Reavivados por Sua Palavra


I JOÃO 3 – COMENTÁRIO PR HEBER TOTH ARMÍ by Maria Eduarda
15 de setembro de 2018, 0:45
Filed under: Sem categoria

I JOÃO 3 – Como agir corretamente diante de situações complicadas de relacionamento? A carta em análise oferece-nos princípios para o bom andamento das atividades na comunidade eclesiástica.

O capítulo supracitado pode ser assim sintetizado, conforme Merrill F. Unger:

1. O justo viver e a comunhão:
• O amor dado por Deus como incentivo à vida santa (v. 1);
• A vinda de Cristo como incentivo à vida santa (vs. 2-3);
• A vida santa como propósito da salvação (vs. 4-5);
• A vida santa e a comunhão (vs. 6-10).
2. Amor fraternal e comunhão:
• A comunhão no amor (vs. 11-15);
• A manifestação do amor (vs. 16-18);
3. A certeza cristã e a comunhão:
• A natureza da certeza (vs. 19-21);
• A realização da comunhão (vs. 22-24).

Esta carta serve de espelho. Nosso tipo de obediência aos mandamentos de Deus prova nosso nível de moralidade (2:3-6). Nosso jeito de amar serve de avaliação de nossa condição social (2:7-11). Nossa forma de expressar a fé prova nosso compromisso com a doutrina bíblica (2:18-27).

João Stott destaca, dos capítulos subsequentes, mais três itens para nossa avaliação: Uma elaboração da…

• …prova moral: justiça (2:28-3:10);
• …prova social: amor (3:11-18);
• …prova doutrinária: fé (4:1-6).

Ao aceitarmos o amor divino tornamo-nos diferentes dos egoístas do mundo.
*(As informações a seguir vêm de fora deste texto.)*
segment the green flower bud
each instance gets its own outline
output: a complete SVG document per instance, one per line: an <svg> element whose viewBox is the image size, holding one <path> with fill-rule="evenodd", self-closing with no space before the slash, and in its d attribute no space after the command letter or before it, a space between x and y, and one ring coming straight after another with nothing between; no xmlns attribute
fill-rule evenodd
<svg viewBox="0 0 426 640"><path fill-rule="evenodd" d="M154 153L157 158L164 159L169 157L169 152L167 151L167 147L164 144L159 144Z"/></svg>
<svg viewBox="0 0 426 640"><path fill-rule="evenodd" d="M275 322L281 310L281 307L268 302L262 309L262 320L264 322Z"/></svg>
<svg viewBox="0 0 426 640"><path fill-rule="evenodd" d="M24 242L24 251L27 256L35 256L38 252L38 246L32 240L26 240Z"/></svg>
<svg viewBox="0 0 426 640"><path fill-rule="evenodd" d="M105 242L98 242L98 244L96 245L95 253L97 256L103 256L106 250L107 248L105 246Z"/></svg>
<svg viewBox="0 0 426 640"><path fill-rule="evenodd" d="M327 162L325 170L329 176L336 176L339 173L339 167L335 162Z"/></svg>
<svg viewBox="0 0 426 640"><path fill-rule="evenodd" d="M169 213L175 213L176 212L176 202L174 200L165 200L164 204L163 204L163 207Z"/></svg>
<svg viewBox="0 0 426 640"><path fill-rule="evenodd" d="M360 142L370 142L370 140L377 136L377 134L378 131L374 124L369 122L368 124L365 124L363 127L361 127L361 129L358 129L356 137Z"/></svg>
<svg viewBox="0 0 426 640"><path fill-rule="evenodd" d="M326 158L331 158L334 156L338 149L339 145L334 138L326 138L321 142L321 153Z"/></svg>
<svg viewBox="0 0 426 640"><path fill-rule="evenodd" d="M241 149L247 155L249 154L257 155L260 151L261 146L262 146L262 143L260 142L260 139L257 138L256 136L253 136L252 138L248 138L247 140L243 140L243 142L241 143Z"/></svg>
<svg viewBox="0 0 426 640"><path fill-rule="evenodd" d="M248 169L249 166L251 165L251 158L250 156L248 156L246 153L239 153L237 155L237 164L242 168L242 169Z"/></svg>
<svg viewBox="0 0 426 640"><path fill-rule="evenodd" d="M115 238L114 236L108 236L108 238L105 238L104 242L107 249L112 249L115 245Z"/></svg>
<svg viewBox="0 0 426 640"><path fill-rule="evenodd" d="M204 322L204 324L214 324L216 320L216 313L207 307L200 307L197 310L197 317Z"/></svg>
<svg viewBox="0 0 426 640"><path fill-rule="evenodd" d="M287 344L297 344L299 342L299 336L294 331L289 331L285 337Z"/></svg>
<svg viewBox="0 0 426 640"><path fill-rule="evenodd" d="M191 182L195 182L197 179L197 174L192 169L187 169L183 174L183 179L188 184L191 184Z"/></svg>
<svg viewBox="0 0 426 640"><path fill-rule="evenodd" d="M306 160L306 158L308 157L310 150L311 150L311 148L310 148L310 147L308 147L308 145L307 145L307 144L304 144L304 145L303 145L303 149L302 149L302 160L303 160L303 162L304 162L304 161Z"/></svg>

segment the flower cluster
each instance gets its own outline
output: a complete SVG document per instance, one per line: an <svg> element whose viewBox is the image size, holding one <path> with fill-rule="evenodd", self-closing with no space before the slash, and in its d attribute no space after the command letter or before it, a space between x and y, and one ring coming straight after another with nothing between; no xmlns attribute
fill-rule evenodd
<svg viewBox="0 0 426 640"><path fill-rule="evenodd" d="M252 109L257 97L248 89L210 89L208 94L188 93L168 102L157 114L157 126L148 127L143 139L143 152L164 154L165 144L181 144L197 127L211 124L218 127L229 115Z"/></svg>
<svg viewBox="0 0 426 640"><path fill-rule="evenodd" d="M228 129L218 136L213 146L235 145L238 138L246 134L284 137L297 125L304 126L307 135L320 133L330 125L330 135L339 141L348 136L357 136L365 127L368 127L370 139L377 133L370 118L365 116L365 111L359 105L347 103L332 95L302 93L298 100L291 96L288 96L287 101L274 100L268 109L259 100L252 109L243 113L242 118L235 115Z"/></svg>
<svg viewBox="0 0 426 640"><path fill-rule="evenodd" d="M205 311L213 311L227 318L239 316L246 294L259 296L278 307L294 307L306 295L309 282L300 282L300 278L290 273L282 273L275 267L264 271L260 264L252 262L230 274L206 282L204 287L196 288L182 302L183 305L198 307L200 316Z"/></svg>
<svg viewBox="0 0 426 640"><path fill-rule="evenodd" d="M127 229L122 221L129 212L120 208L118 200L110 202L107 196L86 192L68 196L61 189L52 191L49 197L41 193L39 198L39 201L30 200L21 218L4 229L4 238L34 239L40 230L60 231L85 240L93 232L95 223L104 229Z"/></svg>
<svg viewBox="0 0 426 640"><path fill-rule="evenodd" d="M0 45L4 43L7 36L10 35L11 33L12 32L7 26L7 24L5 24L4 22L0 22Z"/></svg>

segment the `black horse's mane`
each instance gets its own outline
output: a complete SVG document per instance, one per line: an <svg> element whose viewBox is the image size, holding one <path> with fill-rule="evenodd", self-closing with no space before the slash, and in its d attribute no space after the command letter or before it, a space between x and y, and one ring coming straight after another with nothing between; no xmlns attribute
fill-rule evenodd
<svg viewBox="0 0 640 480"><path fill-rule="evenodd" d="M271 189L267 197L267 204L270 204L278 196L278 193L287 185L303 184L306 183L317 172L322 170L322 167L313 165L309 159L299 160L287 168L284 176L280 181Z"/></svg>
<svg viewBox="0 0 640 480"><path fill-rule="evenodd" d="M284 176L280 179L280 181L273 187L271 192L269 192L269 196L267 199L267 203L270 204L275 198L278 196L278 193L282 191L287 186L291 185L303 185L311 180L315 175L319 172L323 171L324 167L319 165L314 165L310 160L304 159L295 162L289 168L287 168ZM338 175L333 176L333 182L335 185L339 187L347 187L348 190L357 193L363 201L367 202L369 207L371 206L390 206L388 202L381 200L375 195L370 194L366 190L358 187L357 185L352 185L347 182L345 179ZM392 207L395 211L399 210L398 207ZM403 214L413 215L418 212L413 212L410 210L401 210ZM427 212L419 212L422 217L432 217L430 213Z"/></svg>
Como filhos de Deus, purificamo-nos dos feios traços comportamentais influenciados pelo diabo. Libertos da escravidão do pecado, somos livres para obedecer a Cristo, O qual morreu para tirar de nós os nossos pecados, inclusive o ódio.

O crente não assume impecabilidade, pois devido a sua vulnerabilidade espiritual, pode escorregar e ter recaídas; porém, não aceita permanecer caído, pois já não é mais escravo das garras do diabo – Nisto reside a diferença do pecador sem Cristo e do pecador com Cristo.

• O amor altruísta em lugar do amor egoísta é a maior evidência de que alguém realmente está convertido. Isso só é possível tendo Jesus no coração!

Desta forma, “a religião de Cristo revela-se como um princípio vitalizante e dominante, uma energia espiritual operante e viva. Quando o coração é aberto à influência celestial da verdade e do amor, esses princípios fluirão de novo como torrentes no deserto, fazendo que apareçam frutos onde agora há esterilidade e penúria” (Ellen G. White).

Olhemos no espelho espiritual desta carta e, então procuremos reavivarmo-nos! – Heber Toth Armí.